Nobody decides to be a poor communicator. They become ineffective through neglect. Instead of mindful, intentional communication, they adopt clichés and platitudes to get them by on far too many occasions:
‘’We’ve decided to go in a different direction.”
“Your check is in the mail.”
“I hope you’re well.”
“We’ll be back in touch soon.”
Start with the fact that throwaway lines like these are harmless enough (as long as they’re true!). But to stand out as a great communicator, selecting the best words, approaches, and processes to get your message across can make a significant difference in how others judge your competence — not to mention how willing they are to trust you with their personal “truths.”
So while we’re speaking of truth, here’s mine for this new year: I’ve decided to go in a different direction. No, seriously. Not a cliché for turning down job applicants. I really am going in a different direction for the new year. (More about that later.)
This will be my final weekly column. I’ve been writing articles for TLNT for the past seven years, and for the last year or so, writing the weekly “HR Communication Corner.” [Editor’s note: Thank you, Dianna, for all your contributions to helping HR leaders be better communicators!] So I’d like to leave you with key communication principles from the past seven years:
21 Top Communication Tips That Can Expand Your Influence and Increase Your Impact
- Be real. Let authenticity form the core of every conversation, coaching session, correspondence, or encounter. Connect on a human level. Be approachable, empathetic, and transparent.
- Listen attentively to what others say to you — not just the facts but the feelings and intentions behind the facts.
- Verify assumptions — yours and those of others. Ask people questions about what you’ve said to verify that they actually walk away with the conclusion you intend.
- Guide discussions with strategic, open-ended questions rather than declarative statements that imply you have all the answers.
- Answer questions directly. Don’t play dodge ball with vague generalities that confuse and do not amuse.
- Mediate conflict before it cripples your team. Unresolved conflict can divert focus, drain emotional energy, and decrease productivity for everyone.
- Respond promptly to questions or requests — even if your response is simply to tell the asker that you don’t have an answer yet or can’t take the action immediately. Let them know when to expect your complete response.
- Become known as a coach, not a critic. Offer insight, mentoring, feedback, resources, encouragement, and accountability.

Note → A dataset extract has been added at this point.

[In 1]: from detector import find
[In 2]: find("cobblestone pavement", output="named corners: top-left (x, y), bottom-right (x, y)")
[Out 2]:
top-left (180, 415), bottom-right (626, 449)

- Present your ideas concisely. If you can’t write your bottom-line message in a sentence, you can’t say it in an hour.
- Prepare thoroughly for presentations so you can deliver information or recommendations with confidence and credibility rather than in a monotone accompanied by nervous fidgeting.
- Make your bottom-line message your top-line message in emails and reports. Think before you write — not as you write. Consider the reader’s interest: what they want, what they already know, and how they will react. Then include and organize the appropriate details accordingly.
- Be a productive meeting participant. Assume responsibility for outcomes. Never value group harmony above truthful feedback and innovative ideas.
- Take charge when you lead meetings. Make your meetings matter. Plug power into your agenda by using laser-focused questions that lead to solid analysis, clear decisions, and specific follow-up actions.
- Never mistake consensus for efficiency or effectiveness.
- Praise publicly. Reprimand privately.
- Disagree when you must, but never be disagreeable in your tone, attitude, or actions.
- Take a stand on issues you care about. Be persuasive, not just informative.
- Assume responsibility for your mistakes or poor decisions. Set the standard for accountability.
- Communicate trust to earn trust — from a boss, co-workers, or clients. Providing explanations and your reasoning behind a decision — even the bad news — lets others know that you trust their ability to accept change or deal with truth.
- Understand how your personal presence affects how others react to your communication. Personal presence encompasses how you look, talk, think, and act. Your appearance (posture, gestures, walk, movement, dress, facial expressions, energy) communicates your self-image. Your personal presence opens or closes the door on many opportunities.
- Communicate with humility. Accept the premise that you could be wrong, that your “facts” are only opinions, and that others also have valuable input to the discussion or situation.
As others before me have said, “Communication is the basic business act.” Nothing happens until someone communicates. Make your personal communication the model for trust, competence, and influence.
Oh, yes. About that “new direction”: In addition to writing my own books, I’m now focusing on Booher Book Camps to help other professionals sell their books to major publishers and get their ideas out into the world.
So all my best wishes for your continued success in the meaningful work you do on behalf of your organization — and those employees who depend on your advice for their future success!